Marginally less highbrow, forgive me, but Lady Gaga spoke sense when she suggested that ‘some women choose to follow men, and some women choose to follow their dreams.
‘If you’re wondering which way to go, remember that your career will never wake up and tell you that it doesn’t love you anymore.’
This was on social media, and one female reactor said that it suggested you couldn’t trust your husband. Frankly, that’s tosh. What an archaic view for women of the world today. Why on earth wouldn’t you, in the 21st century, have some yearning for a purposeful career?
And, finally, if we are living in a society where little girls are still being brought up to believe they must seek out and be looked after by a big old hunting and gathering man, then something has gone very awry between Emmeline Pankhurst and her fellow pioneers who died for our liberty, and the women of today.
Essentially, this comes down to the sensible approach of self-preservation. You need to be able to look after yourself, whatever gender you identify with and whatever your sexual preference.
There is nothing sad about raising our daughters – and sons – in a way that encourages independence and success, and an ability to provide personal happiness and stability.
Life is real; there’s no fairytale. Divorces happen and, tragically, people pass away. But it’s easier to deal with life if you can be both fully open to a beautiful relationship, while also being able to support yourself – financially and emotionally.
Don’t be overwhelmed by the little things – they will pass
And lo, the Never-Ending House Move drags on. I am sitting here typing with a cold-sore on both my bottom and top lip, a twitch above one eyebrow, and a huge spot on my nose.
Why is it so stressful? Why?
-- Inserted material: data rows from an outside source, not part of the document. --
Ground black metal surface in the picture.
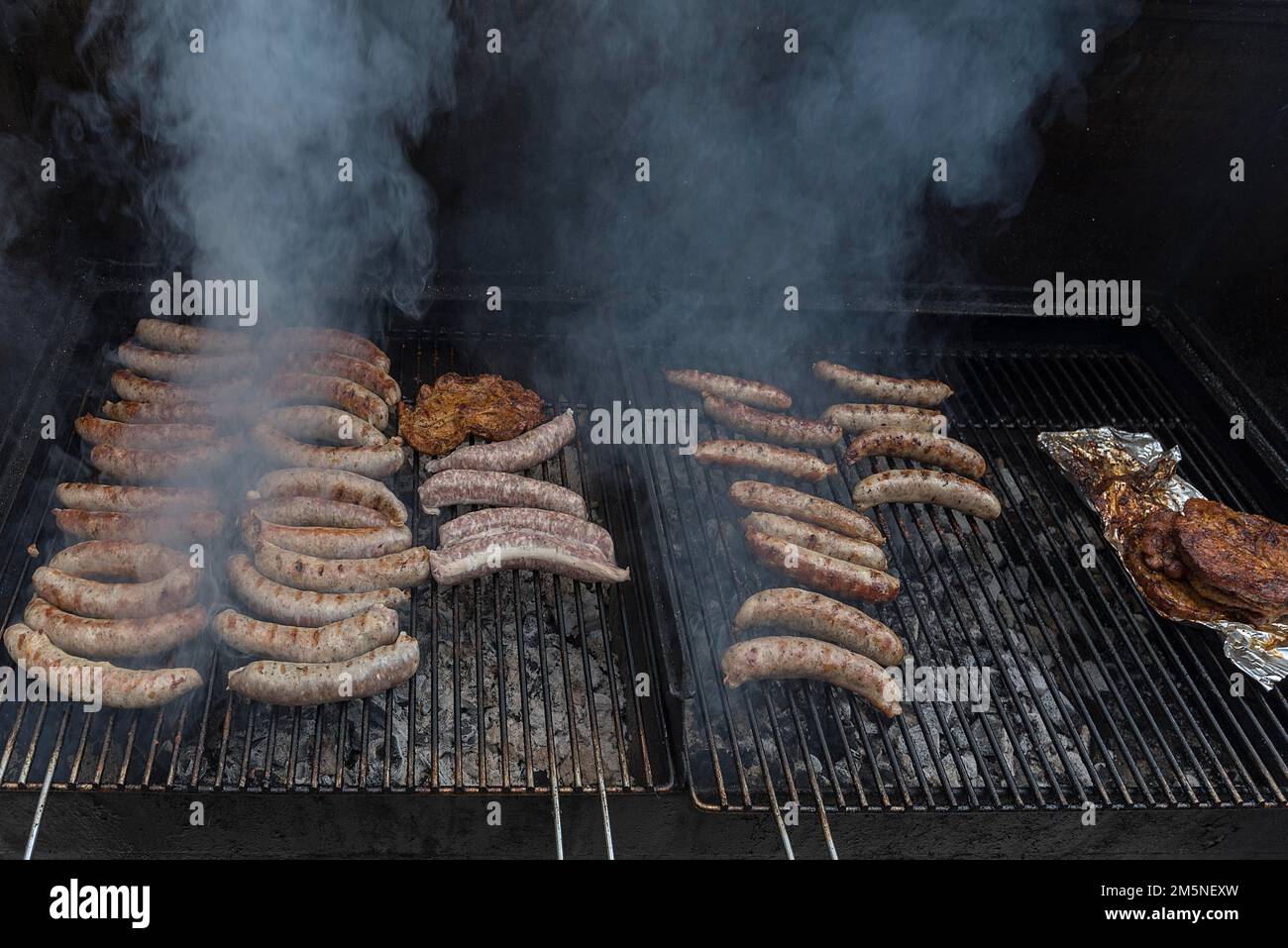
[0,311,674,798]
[623,321,1288,813]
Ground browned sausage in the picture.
[4,622,202,708]
[58,483,215,514]
[814,362,953,408]
[54,507,224,544]
[693,438,836,483]
[666,369,793,411]
[823,404,948,434]
[228,635,420,707]
[733,588,905,665]
[744,529,899,603]
[282,352,402,406]
[702,395,844,448]
[22,596,206,660]
[845,428,988,480]
[214,605,398,662]
[729,480,885,545]
[854,469,1002,520]
[742,513,888,570]
[76,415,215,451]
[720,635,903,717]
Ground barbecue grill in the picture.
[0,275,1288,855]
[0,0,1288,858]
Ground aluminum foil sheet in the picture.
[1038,428,1288,690]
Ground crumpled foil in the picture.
[1038,428,1288,690]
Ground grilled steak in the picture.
[398,372,545,456]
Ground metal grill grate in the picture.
[0,327,674,819]
[623,348,1288,832]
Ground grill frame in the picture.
[612,309,1288,813]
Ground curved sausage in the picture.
[54,507,224,544]
[733,588,905,665]
[242,515,411,559]
[89,435,241,483]
[265,372,389,429]
[720,635,903,717]
[425,408,577,474]
[214,605,398,662]
[823,404,948,434]
[845,428,988,480]
[252,419,406,477]
[228,553,411,627]
[729,480,885,545]
[112,369,250,403]
[228,635,420,707]
[255,467,407,526]
[116,343,255,381]
[744,529,899,603]
[22,596,206,658]
[4,622,202,708]
[420,471,587,520]
[246,497,391,529]
[814,362,953,408]
[702,394,844,448]
[693,438,836,483]
[99,400,222,425]
[429,531,631,586]
[665,369,793,411]
[438,507,615,563]
[56,483,215,514]
[134,319,255,352]
[76,415,215,451]
[282,352,402,406]
[273,326,390,372]
[854,469,1002,520]
[742,513,888,570]
[254,539,429,592]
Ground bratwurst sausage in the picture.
[693,438,836,483]
[228,553,411,629]
[255,468,407,527]
[58,483,215,514]
[31,540,200,618]
[733,588,903,665]
[252,419,406,477]
[438,507,614,563]
[729,480,885,545]
[282,352,402,406]
[242,515,411,559]
[814,361,953,408]
[4,622,201,708]
[845,428,988,480]
[425,408,577,474]
[228,635,420,707]
[89,435,241,483]
[702,395,844,448]
[54,507,224,544]
[214,605,398,662]
[742,513,888,570]
[720,635,903,717]
[744,529,899,603]
[823,404,948,434]
[665,369,793,411]
[254,539,429,592]
[22,596,206,658]
[429,529,631,586]
[76,415,215,451]
[420,471,587,520]
[854,469,1002,520]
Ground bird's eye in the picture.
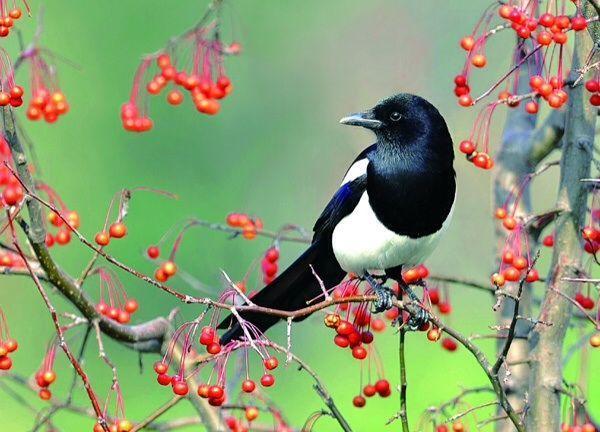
[390,111,402,121]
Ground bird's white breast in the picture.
[332,192,454,275]
[342,158,369,186]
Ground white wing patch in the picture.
[341,158,369,186]
[332,192,454,275]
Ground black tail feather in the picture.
[218,238,346,344]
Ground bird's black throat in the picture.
[367,125,456,238]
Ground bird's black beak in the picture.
[340,110,383,130]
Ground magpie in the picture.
[219,93,456,344]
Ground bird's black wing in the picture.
[313,174,367,243]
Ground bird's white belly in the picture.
[332,192,454,275]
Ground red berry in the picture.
[198,384,210,399]
[0,356,12,370]
[264,357,279,370]
[173,381,190,396]
[167,90,183,105]
[333,335,350,348]
[206,342,221,355]
[458,94,473,107]
[108,222,127,238]
[242,379,256,393]
[571,15,587,31]
[454,75,467,87]
[471,54,487,68]
[146,246,160,259]
[2,185,24,206]
[352,395,367,408]
[502,267,521,282]
[208,385,225,399]
[154,362,169,375]
[125,299,139,314]
[375,379,390,395]
[525,101,539,114]
[459,140,476,155]
[260,374,275,387]
[442,338,458,352]
[156,374,171,386]
[94,231,110,246]
[352,346,367,360]
[54,230,71,246]
[460,36,475,51]
[538,13,555,27]
[363,384,377,397]
[585,79,600,93]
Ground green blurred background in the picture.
[0,0,600,431]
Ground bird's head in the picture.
[340,93,452,152]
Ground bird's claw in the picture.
[403,280,430,330]
[407,306,429,330]
[373,285,394,313]
[365,274,394,313]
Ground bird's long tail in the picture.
[218,239,346,345]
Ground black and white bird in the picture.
[219,93,456,344]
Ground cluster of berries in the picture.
[27,87,69,123]
[146,54,233,115]
[491,247,540,287]
[0,135,25,207]
[325,312,374,360]
[0,47,24,108]
[585,77,600,106]
[94,221,127,247]
[93,419,133,432]
[352,379,392,408]
[93,267,139,324]
[0,308,19,371]
[0,85,24,108]
[0,5,29,38]
[121,5,241,132]
[199,326,221,355]
[154,361,190,396]
[581,221,600,254]
[35,339,56,400]
[40,208,81,247]
[525,75,569,109]
[226,213,263,240]
[498,4,587,46]
[260,246,279,285]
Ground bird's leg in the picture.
[398,279,429,330]
[364,273,394,313]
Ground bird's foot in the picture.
[402,284,430,330]
[365,273,394,313]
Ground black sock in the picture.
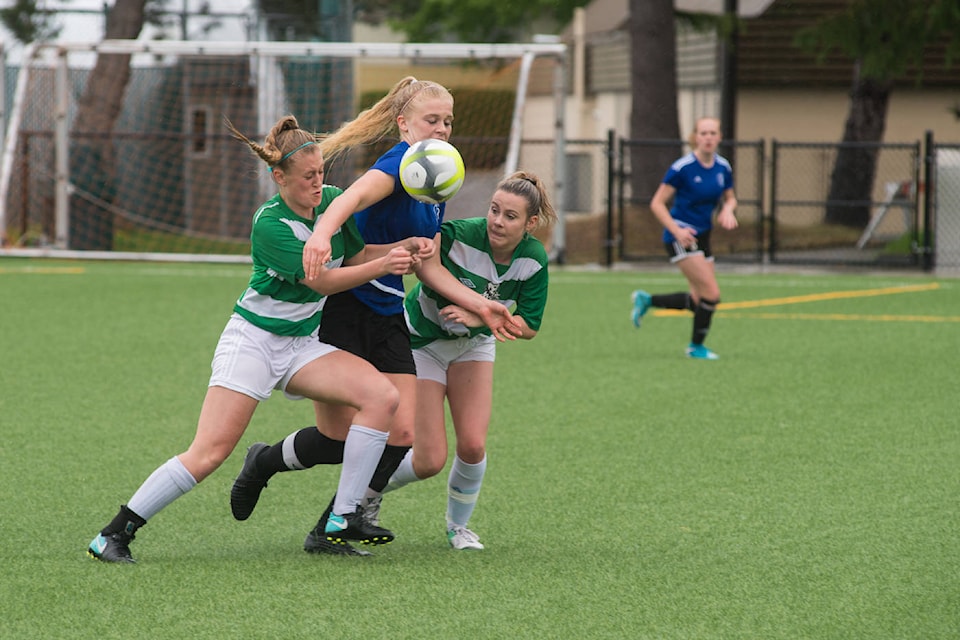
[100,504,147,536]
[690,298,720,344]
[650,291,693,311]
[256,427,343,480]
[314,494,337,534]
[370,444,410,493]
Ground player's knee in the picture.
[365,375,400,416]
[457,440,487,464]
[413,453,447,480]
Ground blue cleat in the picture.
[630,289,651,329]
[687,342,720,360]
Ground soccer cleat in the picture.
[447,525,483,551]
[360,494,383,527]
[230,442,270,520]
[630,289,652,329]
[87,532,136,563]
[324,507,395,544]
[687,342,720,360]
[303,524,373,556]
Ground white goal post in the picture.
[0,40,566,261]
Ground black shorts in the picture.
[319,291,417,375]
[663,231,713,262]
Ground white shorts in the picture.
[413,335,497,385]
[209,313,337,401]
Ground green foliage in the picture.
[356,0,589,42]
[0,258,960,640]
[795,0,960,81]
[0,0,60,44]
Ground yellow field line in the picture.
[717,311,960,323]
[654,282,960,322]
[0,267,86,274]
[720,282,940,311]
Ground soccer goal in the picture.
[0,40,565,261]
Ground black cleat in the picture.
[324,507,395,544]
[303,527,373,556]
[87,532,136,563]
[230,442,270,520]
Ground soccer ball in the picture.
[400,138,465,204]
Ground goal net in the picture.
[0,40,565,261]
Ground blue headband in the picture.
[268,140,317,171]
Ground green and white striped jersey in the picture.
[404,218,548,349]
[233,185,364,336]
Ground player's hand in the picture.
[404,236,437,262]
[480,300,523,342]
[303,231,332,280]
[440,304,484,327]
[673,227,697,249]
[717,209,740,231]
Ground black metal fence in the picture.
[605,133,960,270]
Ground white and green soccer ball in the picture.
[400,138,466,204]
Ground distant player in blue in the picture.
[632,117,738,360]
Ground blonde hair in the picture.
[224,115,319,171]
[687,116,723,149]
[320,76,453,162]
[497,171,557,231]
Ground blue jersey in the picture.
[352,142,446,316]
[663,153,733,243]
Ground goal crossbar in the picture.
[0,40,567,259]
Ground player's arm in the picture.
[650,182,697,247]
[416,240,520,341]
[303,169,394,280]
[300,247,414,296]
[344,236,433,267]
[440,304,537,340]
[717,189,740,230]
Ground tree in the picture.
[70,0,146,251]
[629,0,680,200]
[0,0,60,42]
[796,0,960,228]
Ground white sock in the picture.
[383,449,420,493]
[333,424,388,516]
[447,456,487,528]
[127,456,197,520]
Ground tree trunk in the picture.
[70,0,146,251]
[630,0,681,203]
[824,65,892,228]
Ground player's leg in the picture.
[678,255,720,360]
[88,386,259,562]
[230,402,357,520]
[285,350,399,544]
[438,361,493,549]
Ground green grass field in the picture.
[0,259,960,640]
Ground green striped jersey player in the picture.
[404,218,548,349]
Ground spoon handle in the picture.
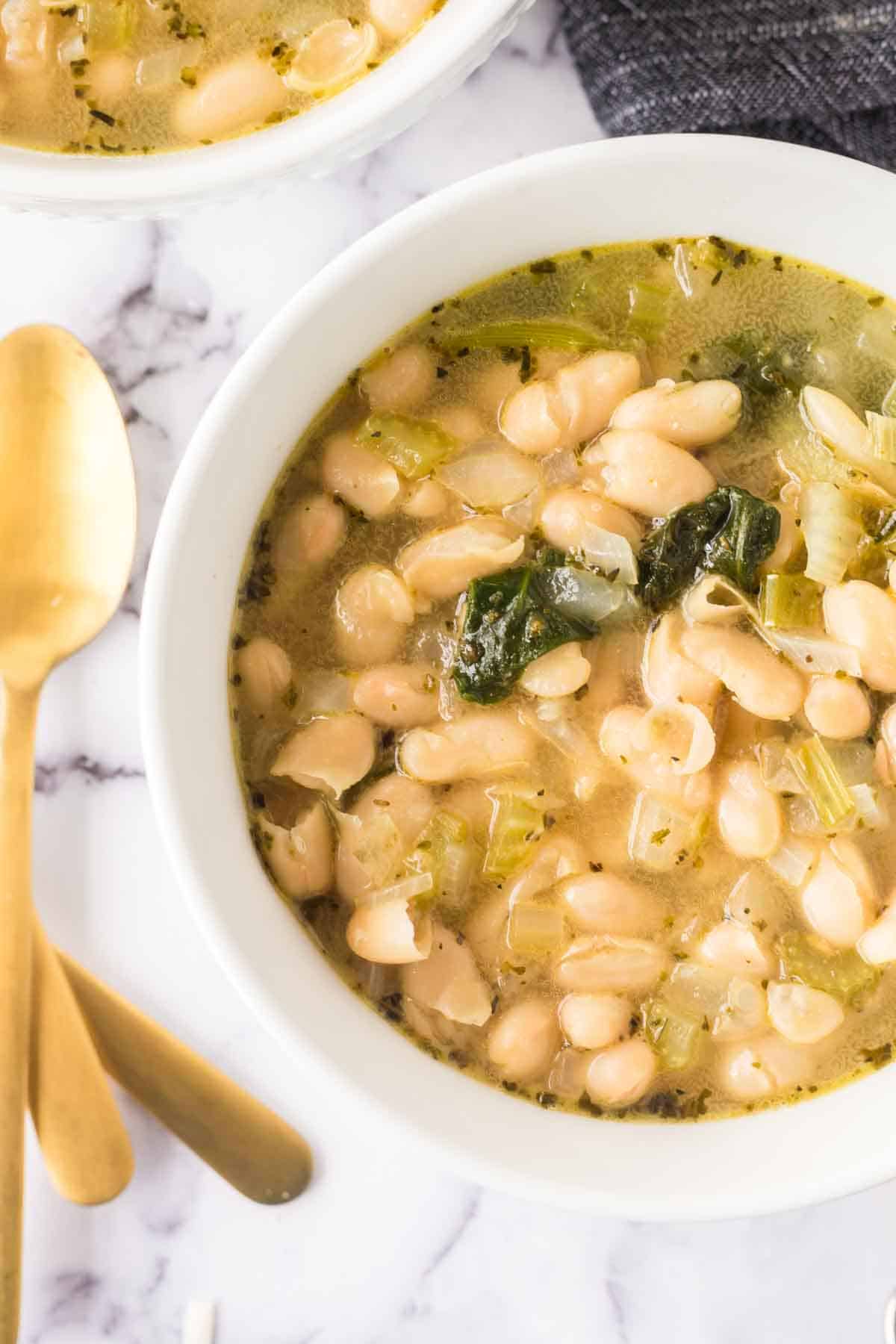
[0,684,40,1344]
[28,912,134,1204]
[57,951,311,1204]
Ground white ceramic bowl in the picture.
[0,0,533,218]
[143,136,896,1219]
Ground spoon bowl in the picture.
[0,326,137,687]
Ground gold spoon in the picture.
[57,951,311,1204]
[0,326,136,1344]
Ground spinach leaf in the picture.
[638,485,780,612]
[454,564,598,704]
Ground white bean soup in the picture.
[0,0,445,155]
[230,237,896,1119]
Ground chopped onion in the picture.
[865,411,896,465]
[579,523,638,583]
[799,481,862,588]
[756,738,803,793]
[520,700,607,803]
[293,672,355,723]
[629,791,706,872]
[765,836,817,890]
[541,447,579,489]
[849,783,889,830]
[356,872,432,906]
[544,564,629,625]
[765,630,862,677]
[134,40,203,90]
[338,808,405,900]
[435,444,538,505]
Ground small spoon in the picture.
[0,326,136,1344]
[57,951,311,1204]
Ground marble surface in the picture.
[12,0,896,1344]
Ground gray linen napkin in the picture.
[560,0,896,168]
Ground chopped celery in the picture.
[438,317,610,351]
[360,411,458,481]
[644,998,701,1068]
[407,809,476,910]
[865,411,896,464]
[508,900,564,957]
[787,734,856,827]
[775,929,881,1007]
[629,791,708,872]
[629,279,669,344]
[799,481,862,588]
[86,0,134,54]
[759,574,822,630]
[482,789,544,880]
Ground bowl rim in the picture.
[0,0,533,214]
[140,134,896,1222]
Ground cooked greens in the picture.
[638,485,780,613]
[454,564,598,704]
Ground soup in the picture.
[230,238,896,1119]
[0,0,444,155]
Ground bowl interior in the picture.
[143,136,896,1219]
[0,0,533,215]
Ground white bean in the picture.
[803,676,871,739]
[560,995,632,1050]
[856,894,896,966]
[271,494,348,574]
[518,640,591,699]
[345,900,432,966]
[402,479,451,521]
[718,1032,814,1101]
[361,346,435,411]
[697,919,771,978]
[396,516,525,600]
[799,847,869,948]
[430,402,488,444]
[585,1038,657,1106]
[399,709,535,783]
[336,774,435,902]
[321,433,402,517]
[333,564,414,667]
[284,19,380,93]
[610,378,741,447]
[259,803,333,900]
[370,0,432,42]
[501,351,641,454]
[555,934,672,995]
[170,52,289,141]
[556,872,664,936]
[540,487,641,551]
[681,625,806,719]
[641,609,721,709]
[824,579,896,692]
[582,429,718,517]
[234,635,293,714]
[355,662,439,729]
[488,998,561,1083]
[271,714,376,798]
[768,980,845,1045]
[716,761,783,859]
[402,921,491,1027]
In the grand scheme of things, this is small fry.
Compared to illness or redundancy, it is nothing.
And this is what we all need to remind ourselves of when other things get on top of us.
I behold the sea of packing paper and try not to dwell on the endless emailing and chasing, and the fact I can no longer go for a wee during the night without falling over a cardboard box, and I remind myself that this shall pass.
Preferably before I need to unpack the Christmas decs.
I just want to say ‘thank you’ to all the selfless NHS staff
I was at QA Hospital this week and I was bowled over by how polite the staff were, how well-run the clinic was, and how every person was treated like a human being, not an anonymous patient.
There were posters up about not tolerating violence towards staff – it’s an unspeakable shame they are even necessary.
Our NHS is in crisis but the staff are there, day in day out, the very backbone, working long hours and helping us at the joyous start of life, the tragic ending of it, and all instances in between.
It is at our peril that we lose our NHS. To anyone out there reading this to whom it is relevant: thank you. I imagine these are words not heard often enough.